The kinesin-3 motor protein, GAKIN, is regulated by the direct binding of its protein cargo hDlg. Direct binding of the SH3-I3-GUK module of hDlg to the MAGUK Binding Stalk domain of GAKIN activates the microtubule-stimulated ATPase activity of GAKIN (Hanada et al., 2000; Yamada et al., 2007; Unno et al., 2008).
Using the yeast two-hybrid screening a novel protein from a human cDNA library was isolated as a binding partner of DLG1. This protein is a component of TJs rather than AJs (where DLG1 is normally found), even if it is incorporated into TJs after TJ strands are formed, and therefore it is named Pilt (protein incorporated later into TJs) (Kawabe et al., 2001).
DLG1 is known to interact also with several human virus oncoproteins : HPV E6 (Lee et al., 1997; Kiyono et al.,1997, Gardiol et al., 1999) through its C-terminus and DLG1 PDZ2 domain and as result is subjected to proteasome mediated degradation; HTLV-1 TAX (Suzuki et al., 1999), via the C-terminus of Tax and the PDZ domain of hDLG. Tax prevents the binding of hDLG to APC tumor suppressor gene product, suggesting the mechanism for inhibition of hDLG function; Adenovirus type 9 E4-ORF1 specifically requires endogenous DLG1 to provoke oncogenic activation of phosphatidylinositol 3-kinase (PI3K) in cells. E4-ORF1 binding to Dlg1 on ts PDZ domain triggers the resulting complex to translocate to the plasma membrane and, at this site, to promote Ras-mediated PI3K activation, suggesting a surprising oncogenic function for DLG1 in virus-mediated cellular transformation (Frese et al., 2006; Chung et al., 2007). Moreover, phosphatidylinositol 3-kinases are one class of signaling molecules reported to regulate adherens junction and to be activated by adherens junction assembly . While the exact molecular mechanisms involved are not clear, data indicate that one of the earliest events likely involves c-Src which is rapidly activated by E-cadherin-mediated cellular aggregation and may facilitate the recruitment and activation of PI3K to E-cadherin-containing complexes. Beta-catenin, gamma-catenin and hDlg which are present at cell-cell adhesions can act as docking proteins for PI3K (Rivard N. 2009).

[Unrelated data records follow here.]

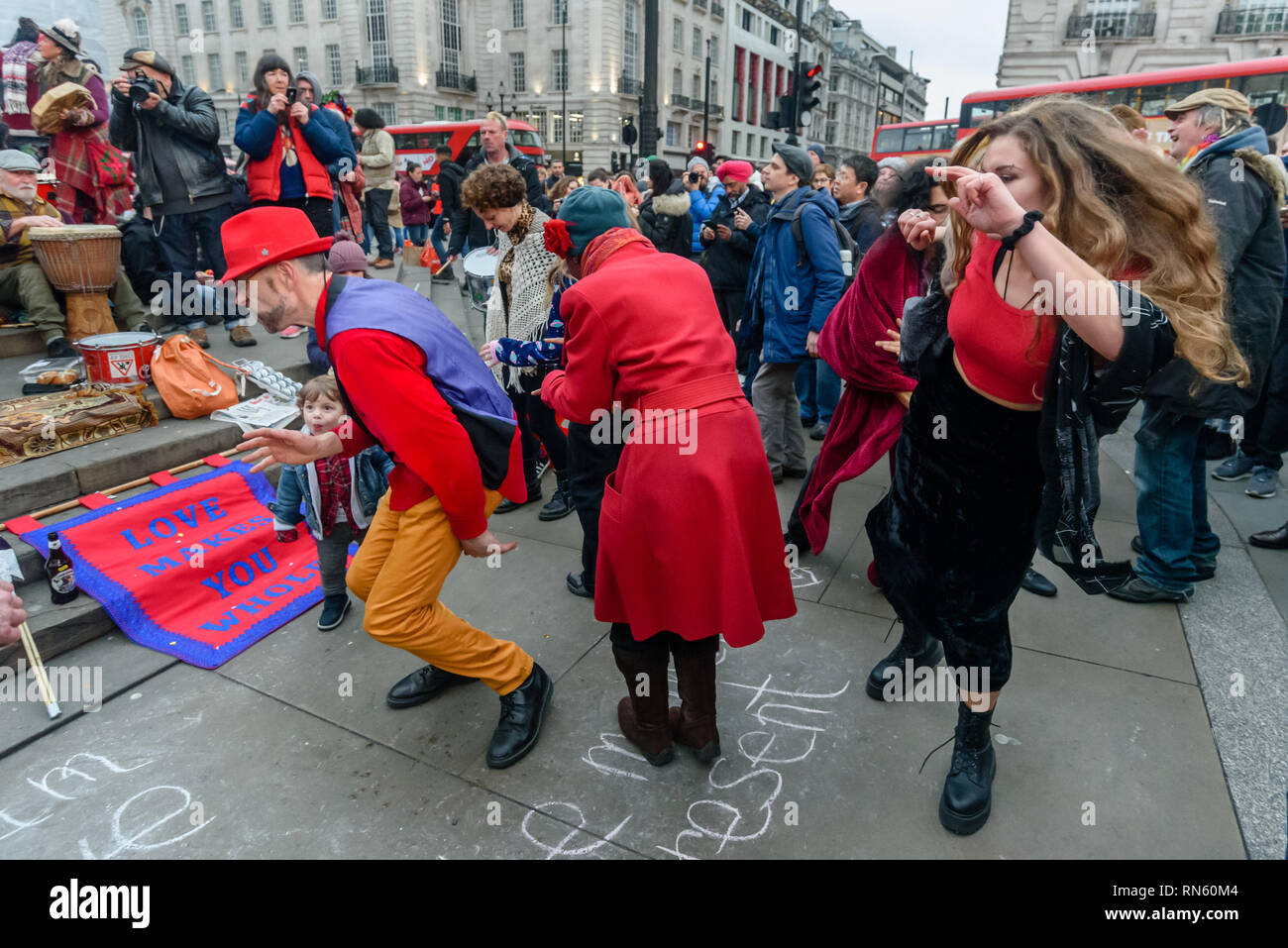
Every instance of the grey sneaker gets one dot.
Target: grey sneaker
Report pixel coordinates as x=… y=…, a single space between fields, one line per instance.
x=1265 y=481
x=1235 y=468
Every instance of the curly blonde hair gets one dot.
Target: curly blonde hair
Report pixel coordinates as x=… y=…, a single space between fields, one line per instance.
x=1116 y=206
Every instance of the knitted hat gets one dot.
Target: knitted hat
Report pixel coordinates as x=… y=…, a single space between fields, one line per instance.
x=798 y=161
x=588 y=213
x=735 y=170
x=347 y=256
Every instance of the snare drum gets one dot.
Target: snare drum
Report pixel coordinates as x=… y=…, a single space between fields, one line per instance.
x=81 y=261
x=480 y=275
x=119 y=357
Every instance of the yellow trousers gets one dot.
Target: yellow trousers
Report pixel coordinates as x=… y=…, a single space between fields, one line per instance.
x=398 y=574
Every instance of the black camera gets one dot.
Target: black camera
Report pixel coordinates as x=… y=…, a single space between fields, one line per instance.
x=142 y=86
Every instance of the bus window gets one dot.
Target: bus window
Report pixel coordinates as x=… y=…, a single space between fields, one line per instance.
x=889 y=142
x=918 y=140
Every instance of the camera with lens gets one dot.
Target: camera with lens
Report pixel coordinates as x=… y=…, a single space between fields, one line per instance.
x=142 y=86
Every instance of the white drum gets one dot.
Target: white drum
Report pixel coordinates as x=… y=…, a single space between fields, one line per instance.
x=480 y=275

hDlg also binds the tumor endothelial marker 5 (TEM5), a seven-pass transmembrane protein that is homologous to the B family of G-protein-coupled receptors (GPCRs). The PDZ domains of hDlg bound the C-terminal PDZ-binding motif of TEM5. DLG1 is furthermore able to interact with a novel seven-pass transmembrane protein, which was homologous to TEM5, and was named here a TEM5-like protein (TEM5-like) (Yamamoto et al., 2004).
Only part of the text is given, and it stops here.